Piketty does oppose colonialism and slavery, but he would no doubt be surprised to learn that it was liberals like Adam Smith (the philosopher of human happiness and empathy toward fellow citizens) that led the opposition to such institutions. He does quote Smith in these chapters, not as an opponent of colonialism and slavery, but as a strong supporter of Marxism’s nemesis, property rights!
If you properly understand capitalism as the union of market forces and the state, then the state has expanded and defended slavery, while market forces are what led to its withering away in both ancient and modern times. I can think of no other episode that better explains the state’s role in slavery than Piketty’s own country’s response to the slave revolt in Haiti, but that is a lesson lost on him.
Most remarkable of all is Piketty’s explanation for what he calls the “great redistribution,” which he dates from 1914–1980 (before World War I to when Reagan became US president and Thatcher became prime minister of the United Kingdom). He does say that this period was “no piece of cake” but that it ushered in progressive income taxation and the welfare state, thus creating the heavenly transformation of capitalism into increased economic equality, only to be set back by small steps toward market liberalization after 1980.
US statistics do indicate that after World War II, the middle class grew, that poverty shrank until President Johnson’s War on Poverty began in the mid-1960s, and that income inequality declined—to create what others have called the “Great Leveling.” Statisticians and accountants, including Piketty, have done yeoman-like work trying to estimate what happened to the numbers during this period. As fascinating as all that tinkering is for economists, it misses the bigger points regarding cause and effect.
The “leveling” occurred largely because of all the death, dislocation, and reduced family formation caused by World War I, the Spanish flu, the Great Depression, and World War II. When appalling numbers of young people die or are economically depressed, the subsequent number of births decreases. This leads to higher wage rates and results in a compressed, or leveled, income distribution. Under capitalism, real wage rates can and do increase, poverty declines, people get rich, and economic opportunity and equality improve without massive waves of death and destruction.

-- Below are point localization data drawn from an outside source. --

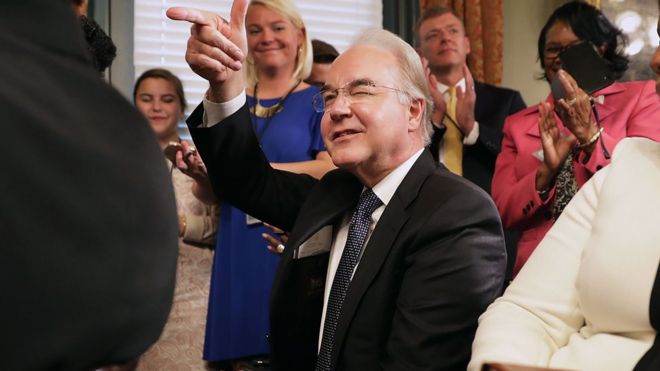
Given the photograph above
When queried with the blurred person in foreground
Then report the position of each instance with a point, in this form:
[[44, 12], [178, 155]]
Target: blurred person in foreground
[[589, 296], [159, 95], [374, 274], [468, 115], [551, 149], [89, 220]]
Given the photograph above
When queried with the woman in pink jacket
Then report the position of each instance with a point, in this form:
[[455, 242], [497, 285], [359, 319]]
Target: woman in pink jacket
[[551, 149]]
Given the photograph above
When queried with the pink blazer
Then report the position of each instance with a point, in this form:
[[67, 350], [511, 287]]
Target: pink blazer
[[630, 109]]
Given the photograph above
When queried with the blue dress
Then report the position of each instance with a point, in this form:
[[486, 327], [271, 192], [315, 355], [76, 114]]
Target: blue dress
[[243, 269]]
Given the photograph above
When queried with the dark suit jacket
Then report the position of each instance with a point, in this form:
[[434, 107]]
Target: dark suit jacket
[[87, 211], [424, 277], [492, 106]]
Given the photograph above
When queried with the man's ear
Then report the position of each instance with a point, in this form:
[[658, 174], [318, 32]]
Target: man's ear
[[416, 112]]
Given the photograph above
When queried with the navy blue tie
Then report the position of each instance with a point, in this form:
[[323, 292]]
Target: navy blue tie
[[357, 235]]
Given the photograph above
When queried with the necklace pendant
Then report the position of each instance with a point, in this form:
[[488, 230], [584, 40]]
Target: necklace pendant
[[266, 112]]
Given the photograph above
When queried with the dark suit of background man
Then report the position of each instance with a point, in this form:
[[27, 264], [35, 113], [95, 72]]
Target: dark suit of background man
[[440, 38], [89, 230], [423, 278]]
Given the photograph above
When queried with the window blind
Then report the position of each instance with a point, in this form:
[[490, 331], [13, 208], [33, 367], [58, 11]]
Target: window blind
[[160, 42]]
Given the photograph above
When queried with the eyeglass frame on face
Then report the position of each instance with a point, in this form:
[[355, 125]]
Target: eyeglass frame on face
[[356, 91], [554, 51]]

In contrast, Piketty sees progressive taxation and the welfare state as true salvation. He wants much more of both, in the form of a democracy that produces “progressive” increases in state power. You do not have to read too much between his lines to see that Piketty wants a complete Marxist state without the bad image of Marxism’s past economic failures, mass starvations, and genocides.
Conclusions
Piketty is a Marxist who has written a great deal on income distribution to promote income redistribution and other Marxist goals. He exhibits no knowledge of economics and economic theory except that implied by the construction of economic statistics. His proposed solutions are implicitly violent, destructive, and unable to achieve the desired results.

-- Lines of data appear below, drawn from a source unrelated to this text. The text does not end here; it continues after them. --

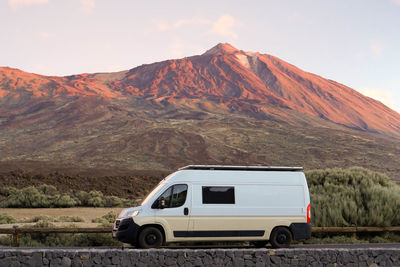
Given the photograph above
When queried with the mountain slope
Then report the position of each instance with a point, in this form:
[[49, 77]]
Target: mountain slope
[[225, 106], [224, 78]]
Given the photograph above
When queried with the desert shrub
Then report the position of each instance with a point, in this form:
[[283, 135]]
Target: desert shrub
[[6, 218], [339, 239], [353, 197], [62, 240], [7, 191], [47, 196], [69, 219], [48, 189], [64, 201], [106, 219], [5, 240], [41, 218], [96, 199], [113, 201], [28, 197]]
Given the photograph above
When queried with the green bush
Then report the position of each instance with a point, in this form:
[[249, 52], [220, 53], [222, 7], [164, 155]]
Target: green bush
[[6, 219], [353, 197]]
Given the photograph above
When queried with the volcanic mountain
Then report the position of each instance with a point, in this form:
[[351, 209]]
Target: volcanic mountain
[[224, 106]]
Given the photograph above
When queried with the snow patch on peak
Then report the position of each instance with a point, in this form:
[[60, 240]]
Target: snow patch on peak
[[243, 60]]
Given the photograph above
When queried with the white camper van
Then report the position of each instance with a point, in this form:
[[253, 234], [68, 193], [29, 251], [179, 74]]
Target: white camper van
[[221, 203]]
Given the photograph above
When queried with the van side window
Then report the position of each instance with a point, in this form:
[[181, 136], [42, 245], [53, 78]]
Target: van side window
[[174, 196], [178, 195], [218, 195]]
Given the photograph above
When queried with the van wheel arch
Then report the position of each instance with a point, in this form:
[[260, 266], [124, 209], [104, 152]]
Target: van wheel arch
[[159, 227], [284, 231]]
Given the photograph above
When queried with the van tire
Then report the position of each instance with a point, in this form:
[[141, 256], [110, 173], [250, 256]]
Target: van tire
[[150, 237], [281, 237], [259, 244]]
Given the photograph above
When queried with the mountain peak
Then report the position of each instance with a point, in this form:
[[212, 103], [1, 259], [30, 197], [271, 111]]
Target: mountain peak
[[224, 48]]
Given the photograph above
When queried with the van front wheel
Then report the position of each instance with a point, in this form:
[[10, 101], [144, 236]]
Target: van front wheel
[[281, 237], [150, 237]]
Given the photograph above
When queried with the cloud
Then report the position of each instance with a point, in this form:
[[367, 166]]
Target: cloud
[[385, 96], [164, 26], [176, 49], [223, 26], [376, 48], [87, 6], [43, 35], [23, 3]]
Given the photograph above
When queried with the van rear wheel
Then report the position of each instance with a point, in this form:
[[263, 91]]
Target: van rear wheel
[[150, 237], [281, 237], [259, 244]]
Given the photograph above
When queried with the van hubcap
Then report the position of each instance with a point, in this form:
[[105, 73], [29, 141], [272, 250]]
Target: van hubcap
[[151, 239], [282, 238]]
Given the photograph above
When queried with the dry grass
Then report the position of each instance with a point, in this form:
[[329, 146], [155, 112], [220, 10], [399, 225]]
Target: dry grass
[[88, 214]]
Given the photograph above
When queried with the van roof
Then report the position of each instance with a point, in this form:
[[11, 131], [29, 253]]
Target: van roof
[[240, 168]]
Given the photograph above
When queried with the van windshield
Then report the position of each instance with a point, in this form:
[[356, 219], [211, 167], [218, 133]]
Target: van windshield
[[151, 194]]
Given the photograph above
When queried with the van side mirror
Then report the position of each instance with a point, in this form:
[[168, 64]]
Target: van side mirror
[[161, 203]]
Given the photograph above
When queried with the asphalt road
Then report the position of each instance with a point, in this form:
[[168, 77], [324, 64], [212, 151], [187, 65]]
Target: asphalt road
[[325, 246]]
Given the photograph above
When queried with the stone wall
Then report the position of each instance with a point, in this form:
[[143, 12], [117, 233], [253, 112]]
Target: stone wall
[[199, 257]]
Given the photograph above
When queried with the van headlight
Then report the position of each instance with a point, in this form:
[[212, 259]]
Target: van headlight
[[133, 213], [128, 213]]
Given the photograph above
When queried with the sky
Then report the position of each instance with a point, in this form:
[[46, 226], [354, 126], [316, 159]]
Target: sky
[[356, 43]]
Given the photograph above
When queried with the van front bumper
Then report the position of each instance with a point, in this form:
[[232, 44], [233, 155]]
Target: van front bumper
[[301, 230], [126, 230]]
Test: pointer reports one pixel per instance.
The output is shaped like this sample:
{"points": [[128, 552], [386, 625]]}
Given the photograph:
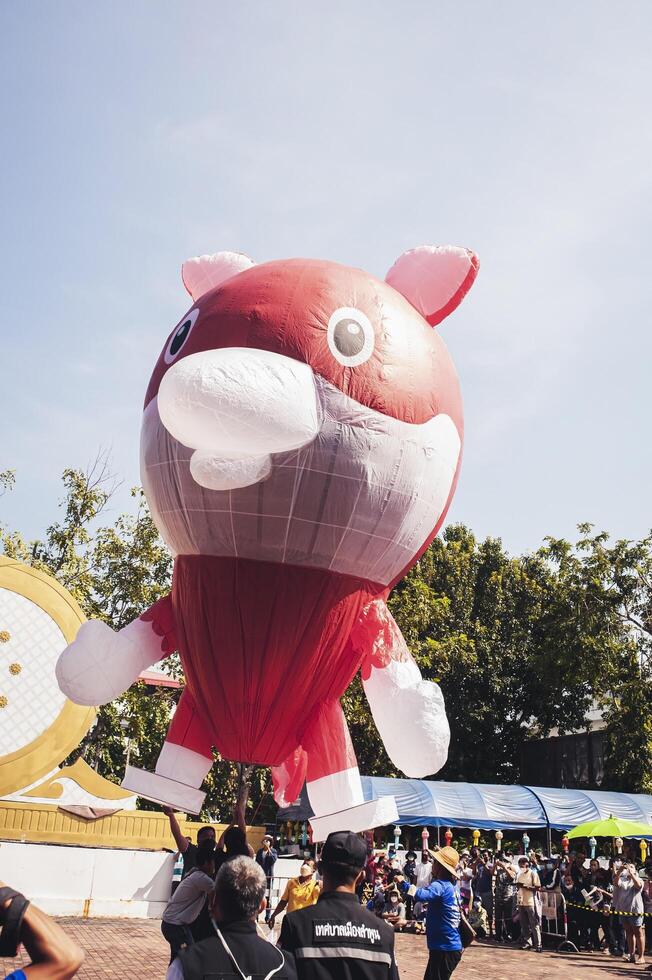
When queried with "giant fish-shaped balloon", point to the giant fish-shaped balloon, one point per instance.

His books have been robust sellers by academic standards. Yet I am hard pressed to know of anyone who has read them, including all the economists I know and even people who work on this topic. I know a couple of younger economists who have read some of his coauthored papers.
Who bought these books? Who read them? Why did they get so little academic attention—serious reviews and critiques from economists? As a result, Piketty and his backers, largely unchallenged, have provided academic cover for socialism, higher taxes, and greater welfare spending to gain widespread acceptance.